Parallel Data Processing

This type of scalability is currently only available for ETL graphs. Jobflow and Profiler jobs can't run in parallel.

When a transformation is processed in parallel, the whole graph (or its parts) runs in parallel on multiple cluster nodes having each node process just a part of the data.

So the more nodes we have in the cluster, the more data can be processed in the specified time.

The data may be split (partitioned) before the graph execution or by the graph itself on the fly. The resulting data may be stored in partitions or gathered and stored as one group of data.

The curve of scalability may differ according to the type of transformation. It may be almost linear, which is almost always ideal, except when there is a single data source which cannot be read by multiple readers in parallel limiting the speed of further data transformation. In such cases it is not beneficial to have parallel data processing since it would actually wait for input data.

ETL Graph Allocation

Each ETL graph executed in cluster environment is automatically subjected to transformation analysis. The main goal of this analysis is to find so called ETL graph allocation. The graph allocation is set of instructions for cluster environment how the transformation should be executed. For better understanding how the parallel data processing works, it is necessary to get deeper information about the graph analysis and resulted allocation.

First of all, analysis needs to find allocation for each individual component. The component allocation is set of cluster nodes where the component should be running. There are several ways how the component allocation can be specified, see following section of the documentation. But important information for now is, that a component can be requested to run in multiple instances - that is necessary for parallel data processing. Next step of analysis is to find optimal graph decomposition to ensure all component allocation will be satisfied and tries to minimise number of remote edges between graph instances.

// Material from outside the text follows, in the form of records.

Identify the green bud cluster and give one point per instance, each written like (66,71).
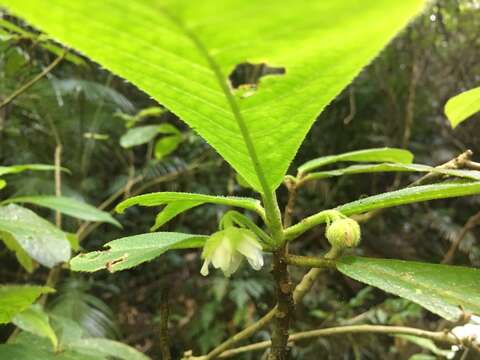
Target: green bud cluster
(343,233)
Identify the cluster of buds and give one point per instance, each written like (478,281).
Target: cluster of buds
(342,232)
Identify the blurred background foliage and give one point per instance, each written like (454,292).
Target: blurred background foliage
(396,101)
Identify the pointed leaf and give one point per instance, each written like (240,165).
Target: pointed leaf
(106,348)
(392,155)
(391,167)
(410,195)
(37,237)
(139,135)
(131,251)
(462,106)
(182,52)
(14,169)
(442,289)
(172,210)
(67,206)
(36,321)
(16,298)
(165,198)
(390,199)
(166,145)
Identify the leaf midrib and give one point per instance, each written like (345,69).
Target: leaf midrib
(388,272)
(220,77)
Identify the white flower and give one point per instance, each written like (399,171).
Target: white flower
(470,332)
(225,250)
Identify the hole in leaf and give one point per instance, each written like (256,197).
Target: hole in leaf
(247,74)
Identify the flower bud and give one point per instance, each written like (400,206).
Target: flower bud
(226,248)
(343,233)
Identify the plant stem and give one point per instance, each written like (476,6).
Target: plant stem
(309,261)
(279,349)
(439,336)
(300,291)
(32,82)
(473,221)
(164,314)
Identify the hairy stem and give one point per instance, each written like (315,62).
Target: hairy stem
(438,336)
(164,314)
(283,315)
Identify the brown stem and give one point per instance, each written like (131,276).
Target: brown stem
(283,316)
(32,82)
(164,314)
(438,336)
(470,224)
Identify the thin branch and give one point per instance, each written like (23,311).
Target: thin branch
(438,336)
(32,82)
(310,261)
(164,314)
(470,224)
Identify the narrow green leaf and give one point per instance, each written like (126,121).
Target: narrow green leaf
(106,348)
(40,239)
(14,169)
(166,145)
(27,352)
(445,290)
(36,321)
(172,210)
(22,256)
(394,198)
(184,61)
(462,106)
(391,167)
(67,206)
(17,298)
(368,155)
(410,195)
(165,198)
(131,251)
(138,136)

Resulted analysis says how many instances (workers) of the graph needs to be executed, on which cluster nodes these instances will be running and which components will be present in the instances. In other words, one executed graph can be running in many instances, each instance can be processed on an arbitrary cluster node and moreover each instance contains only convenient components.

Component allocations example

Figure 29.1. Component allocations example


This figure shows a sample graph with a few components with various component allocations. First component FlatFileReader requests to be executed on node1, the following Reformat component should be running on cluster node2, the ParallelPartition component is a special component which makes possible to change cardinality of allocation of two interconnected components (detailed description of cluster partitioning and gathering follows this section). FlatFileWriter, the last component, requires to be executed right on three cluster nodes node1, node2 and node3. Visualisation of transformation analysis shows the following figure. Three workers (graphs) will be executed, each on a different cluster node (which is not necessary, even multiple workers can be associated with a single node). Worker on cluster node1 contains only FlatFileReader and first of three instances of FlatFileWriter component. Both components are connected by remote edges with components, which are running on node2. The worker running on node3 contains only FlatFileWriter fed by data remotely transferred from ParallelPartitioner running on node2.

Graph decomposition based on component allocations

Figure 29.2. Graph decomposition based on component allocations


Component Allocation

Allocation of a single component can be derived in several ways (list is ordered according priority):

  • Explicit definition - all components have common attribute Allocation. CloverETL Designer allows user to use convenient dialog.

    Component allocation dialog

    Figure 29.3. Component allocation dialog


    Three different approaches are available for explicit allocation definition:

    • Allocation based on number of workers - component will be executed in requested instances on some cluster nodes, which are preferred by CloverETL Cluster. Server can use build-in loadbalancing algorithm to ensure fastest data processing.

    • Allocation based on reference on a partitioned sandbox - component allocation corresponds with locations of given partitioned sandbox. Each partitioned sandbox has a list of locations, each bound to specific cluster node. Thus allocation would be equivalent to list of locations. See "Partitioned sandbox" in Partitioned and Local Sandboxes for details.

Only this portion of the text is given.